DeKALB – Losing 10 pounds in a day sounds like a tempting product guarantee made on a late-night TV commercial.

But not for Northern Illinois assistant athletic trainer Kammy Powell, who takes the weight of every NIU football player seriously. Before a player can practice, he must step on a scale and be near his usual weight.

It is a preventative measure.

Powell doesn’t want to deal with any more heat-related illnesses like the ones that sent three players to the hospital for dehydration on a hot, humid Saturday afternoon. So weight is watched closely and water stations surround Huskie Stadium.

On Monday afternoon, players were given plenty of mandatory water breaks, as well.

“Dehydration leads to cramping where your body can’t respond,” Powell said. “You can get to full body cramps where we would have to send an athlete to the hospital. To avoid that we are very proactive and make sure our athletes drink enough. We tell them how much they have to drink per pound to get their weight back. We tell them to eat a good meal and salt their food to stay hydrated and safe during camp."

Powell has the power to keep a player on the sidelines, as Brandon Bice found out last year when he weighed in on the wrong side of the scale during camp. The senior defensive end is listed at 6-foot-4, 250 pounds but had lost 17 pounds in a practice and said he was at “233 or something crazy.”

The training staff had him drink two large sports drinks that he said were loaded with extra electrolytes. He felt full afterward but still had to wait to return to practice until his weight was normal.

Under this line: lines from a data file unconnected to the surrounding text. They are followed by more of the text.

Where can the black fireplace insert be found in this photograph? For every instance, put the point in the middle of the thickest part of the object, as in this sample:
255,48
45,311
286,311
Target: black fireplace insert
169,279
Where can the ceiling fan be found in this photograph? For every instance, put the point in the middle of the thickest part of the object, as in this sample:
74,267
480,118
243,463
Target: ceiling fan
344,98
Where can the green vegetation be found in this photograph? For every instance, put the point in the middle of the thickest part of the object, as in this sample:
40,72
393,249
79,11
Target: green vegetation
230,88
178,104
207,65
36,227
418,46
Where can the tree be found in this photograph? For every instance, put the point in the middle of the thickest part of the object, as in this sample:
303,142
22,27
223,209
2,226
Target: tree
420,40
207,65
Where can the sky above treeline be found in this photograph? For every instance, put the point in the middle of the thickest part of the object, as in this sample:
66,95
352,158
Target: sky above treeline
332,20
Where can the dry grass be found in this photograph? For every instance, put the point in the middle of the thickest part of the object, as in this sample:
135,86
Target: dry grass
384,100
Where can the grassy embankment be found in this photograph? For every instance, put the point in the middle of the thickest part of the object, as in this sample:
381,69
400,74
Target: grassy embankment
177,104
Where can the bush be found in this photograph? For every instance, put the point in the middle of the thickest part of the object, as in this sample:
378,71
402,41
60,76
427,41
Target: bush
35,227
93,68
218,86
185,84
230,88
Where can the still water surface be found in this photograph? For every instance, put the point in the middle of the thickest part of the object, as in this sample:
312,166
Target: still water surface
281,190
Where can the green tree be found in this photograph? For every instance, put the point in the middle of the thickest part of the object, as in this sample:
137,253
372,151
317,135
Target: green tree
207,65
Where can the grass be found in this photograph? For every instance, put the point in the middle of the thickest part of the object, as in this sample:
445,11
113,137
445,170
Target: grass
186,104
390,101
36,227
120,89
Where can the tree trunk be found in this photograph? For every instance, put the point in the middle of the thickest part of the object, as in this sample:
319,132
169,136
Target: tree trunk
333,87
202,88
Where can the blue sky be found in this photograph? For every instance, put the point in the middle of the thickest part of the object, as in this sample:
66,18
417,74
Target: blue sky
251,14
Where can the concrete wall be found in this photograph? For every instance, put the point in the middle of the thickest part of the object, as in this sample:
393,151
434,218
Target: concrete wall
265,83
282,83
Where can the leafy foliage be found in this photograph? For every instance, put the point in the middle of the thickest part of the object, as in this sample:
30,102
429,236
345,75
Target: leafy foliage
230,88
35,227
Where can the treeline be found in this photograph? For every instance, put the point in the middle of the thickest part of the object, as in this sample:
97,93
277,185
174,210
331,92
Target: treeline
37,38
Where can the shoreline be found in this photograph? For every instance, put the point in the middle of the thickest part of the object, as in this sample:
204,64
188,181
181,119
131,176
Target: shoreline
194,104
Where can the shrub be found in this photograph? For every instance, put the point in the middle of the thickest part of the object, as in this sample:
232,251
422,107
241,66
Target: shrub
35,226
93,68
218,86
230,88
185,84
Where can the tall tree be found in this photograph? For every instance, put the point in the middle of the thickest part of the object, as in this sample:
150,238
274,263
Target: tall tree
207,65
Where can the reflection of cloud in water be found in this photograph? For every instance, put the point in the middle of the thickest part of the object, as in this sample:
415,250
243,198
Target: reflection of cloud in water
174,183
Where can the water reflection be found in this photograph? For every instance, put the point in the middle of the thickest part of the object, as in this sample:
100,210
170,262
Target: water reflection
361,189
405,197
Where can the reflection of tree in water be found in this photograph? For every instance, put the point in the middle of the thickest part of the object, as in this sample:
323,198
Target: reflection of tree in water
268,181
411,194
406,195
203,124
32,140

Bice figured he loses 10-12 pounds per practice, assumes he takes in 5,000-6,000 calories per day and always makes sure to eat breakfast, lunch and dinner.

“Coaches aren’t too pleased if you have to sit out, so you just make sure to put salt on your food and drink even if you aren’t thirsty,” Bice said. “You’ve got to keep the fluids and a lot of salt in your body.”

For Huskies’ coach Jerry Kill orchestrating practice is the easy part of his job. The challenge comes with making sure the players are physically fit, well conditioned and consuming a well-balanced diet.

“We went over diet and what they should eat and drink,” Kill said. “We are constantly education kids during two-a-day camps. There is a lot more to it than football practice; that is the easy part. We monitor weight though because it is all about health, we try to keep our kids healthy.”

It is a far cry from Kill’s playing days.

“When I was playing we got salt pills and no water, they thought that was a great thing," Kill said. "I don’t know how we did it back then. Maybe we were just such bad athletes – I know I was – that there were no muscles to cramp up. Every 20 minutes I tell them to drink because we’ve got water out here all over the place. Kids are built different, this is a different era.”

An era when heat illnesses and heat-related deaths have happened in the NFL, NCAA and prep levels. Those are the headlines that NIU wants to avoid.